Ces espèces sont accusées de causer des dommages aux activités humaines, en particulier aux cultures et aux petits élevages. Dans les départements où elles sont classées ESOD, elles peuvent être détruites par tir après la fermeture de la chasse et par piégeage toute l’année, sans limitation de nombre, alors qu’on ne connaît pas toujours l’état des populations.
Or, le classement ESOD de ces animaux ne repose pas sur des preuves solides : les déclarations de dégâts ne sont pas vérifiées, l’identification précise de l’espèce est souvent impossible et l’estimation des coûts est très aléatoire. La prédation des petits carnivores, phénomène naturel, est considérée comme un « dégât » par les chasseurs qui voient les prédateurs comme des concurrents à éliminer. Enfin, lorsqu’il n’y a pas de dégâts constatés dans un département, l’espèce peut quand même y être classée ESOD au seul motif qu’elle serait « susceptible » d’en causer !
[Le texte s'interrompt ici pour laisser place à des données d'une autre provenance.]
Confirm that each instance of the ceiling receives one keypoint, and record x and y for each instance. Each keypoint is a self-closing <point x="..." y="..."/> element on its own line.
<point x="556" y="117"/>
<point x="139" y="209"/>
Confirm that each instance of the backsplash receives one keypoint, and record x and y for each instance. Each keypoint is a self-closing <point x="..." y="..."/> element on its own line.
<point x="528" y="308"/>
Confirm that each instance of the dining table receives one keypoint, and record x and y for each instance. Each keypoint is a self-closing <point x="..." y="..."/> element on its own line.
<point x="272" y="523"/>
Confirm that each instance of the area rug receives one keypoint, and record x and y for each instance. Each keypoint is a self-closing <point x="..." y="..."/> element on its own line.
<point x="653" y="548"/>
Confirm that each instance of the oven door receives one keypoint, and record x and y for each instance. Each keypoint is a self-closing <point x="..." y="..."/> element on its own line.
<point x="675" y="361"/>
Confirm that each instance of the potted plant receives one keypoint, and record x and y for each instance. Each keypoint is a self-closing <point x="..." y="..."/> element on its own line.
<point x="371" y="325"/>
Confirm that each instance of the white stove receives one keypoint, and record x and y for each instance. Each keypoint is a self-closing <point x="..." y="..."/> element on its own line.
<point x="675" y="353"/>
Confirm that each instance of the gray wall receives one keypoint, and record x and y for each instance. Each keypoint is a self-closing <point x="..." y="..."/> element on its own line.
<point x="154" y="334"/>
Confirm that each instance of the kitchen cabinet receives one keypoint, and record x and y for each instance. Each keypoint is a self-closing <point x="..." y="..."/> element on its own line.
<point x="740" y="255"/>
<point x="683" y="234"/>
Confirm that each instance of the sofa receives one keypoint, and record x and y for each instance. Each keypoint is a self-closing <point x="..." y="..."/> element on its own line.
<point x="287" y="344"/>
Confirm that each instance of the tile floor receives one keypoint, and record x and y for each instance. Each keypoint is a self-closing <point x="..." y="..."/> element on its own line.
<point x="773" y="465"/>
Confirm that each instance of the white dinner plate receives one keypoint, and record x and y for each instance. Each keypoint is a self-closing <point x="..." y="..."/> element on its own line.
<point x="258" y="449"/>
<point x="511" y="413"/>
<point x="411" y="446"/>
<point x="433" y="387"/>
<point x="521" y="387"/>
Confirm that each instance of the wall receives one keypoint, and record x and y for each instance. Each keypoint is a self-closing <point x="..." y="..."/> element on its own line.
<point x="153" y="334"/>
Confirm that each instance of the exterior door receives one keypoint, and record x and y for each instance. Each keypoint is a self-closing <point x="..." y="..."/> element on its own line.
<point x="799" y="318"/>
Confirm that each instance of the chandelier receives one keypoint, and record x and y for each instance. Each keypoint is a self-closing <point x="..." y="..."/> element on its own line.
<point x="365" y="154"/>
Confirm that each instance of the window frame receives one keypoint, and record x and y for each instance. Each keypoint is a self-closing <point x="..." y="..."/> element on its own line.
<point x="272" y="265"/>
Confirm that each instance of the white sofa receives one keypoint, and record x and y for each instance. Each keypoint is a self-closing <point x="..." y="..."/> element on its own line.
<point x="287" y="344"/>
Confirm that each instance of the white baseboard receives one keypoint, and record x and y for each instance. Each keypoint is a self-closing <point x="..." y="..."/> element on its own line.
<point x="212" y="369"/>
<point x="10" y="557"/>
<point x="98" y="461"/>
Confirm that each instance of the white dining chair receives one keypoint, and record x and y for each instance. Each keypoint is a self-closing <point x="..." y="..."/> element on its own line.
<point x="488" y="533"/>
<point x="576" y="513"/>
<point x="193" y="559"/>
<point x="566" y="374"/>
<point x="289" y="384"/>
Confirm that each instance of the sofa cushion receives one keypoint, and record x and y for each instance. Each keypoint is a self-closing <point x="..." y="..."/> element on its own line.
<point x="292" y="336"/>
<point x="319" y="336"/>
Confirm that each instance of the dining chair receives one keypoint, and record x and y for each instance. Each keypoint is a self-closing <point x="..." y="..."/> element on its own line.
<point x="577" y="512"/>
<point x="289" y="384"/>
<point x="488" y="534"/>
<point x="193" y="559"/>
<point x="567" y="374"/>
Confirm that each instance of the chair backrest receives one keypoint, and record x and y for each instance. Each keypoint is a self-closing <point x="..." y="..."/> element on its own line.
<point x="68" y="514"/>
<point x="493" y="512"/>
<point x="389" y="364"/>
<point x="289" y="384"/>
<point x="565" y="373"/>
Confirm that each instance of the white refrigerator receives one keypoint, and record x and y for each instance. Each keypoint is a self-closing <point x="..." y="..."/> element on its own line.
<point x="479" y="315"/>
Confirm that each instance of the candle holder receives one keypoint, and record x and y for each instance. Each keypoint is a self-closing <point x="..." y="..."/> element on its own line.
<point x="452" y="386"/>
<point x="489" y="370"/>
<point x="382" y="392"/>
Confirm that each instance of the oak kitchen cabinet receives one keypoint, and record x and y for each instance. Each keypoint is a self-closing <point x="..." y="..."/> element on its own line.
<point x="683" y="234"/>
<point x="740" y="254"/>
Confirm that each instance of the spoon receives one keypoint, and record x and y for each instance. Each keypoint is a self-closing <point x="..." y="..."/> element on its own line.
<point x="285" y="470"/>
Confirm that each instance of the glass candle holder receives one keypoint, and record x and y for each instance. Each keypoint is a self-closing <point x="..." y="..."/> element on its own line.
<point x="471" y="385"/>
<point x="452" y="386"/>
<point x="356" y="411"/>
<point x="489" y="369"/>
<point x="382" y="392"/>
Si la loi oblige à mettre en œuvre des méthodes de prévention des dégâts (protection des élevages, effarouchement sonore, etc.), en pratique celles-ci sont rarement utilisées.
Les bénéfices apportés par ces animaux ne sont jamais pris en compte dans la balance. Ainsi, le renard qui rend service à l’agriculture – chaque renard consomme des milliers de petits rongeurs chaque année - est pourtant classé ESOD sur la quasi-totalité du territoire français.
Enfin, rien ne démontre que ces destructions massives auraient un quelconque impact sur la quantité de dégâts. Au contraire, une étude récente conclut que la destruction de millions d’animaux sauvages (dont un million de renards et trois millions de corvidés) ne réduit pas les dommages économiques qui leur sont attribués. Ces destructions ne régulent pas non plus les populations animales concernées, et représentent un coût économique huit fois plus élevé que les déclarations de dégâts imputés à ces espèces.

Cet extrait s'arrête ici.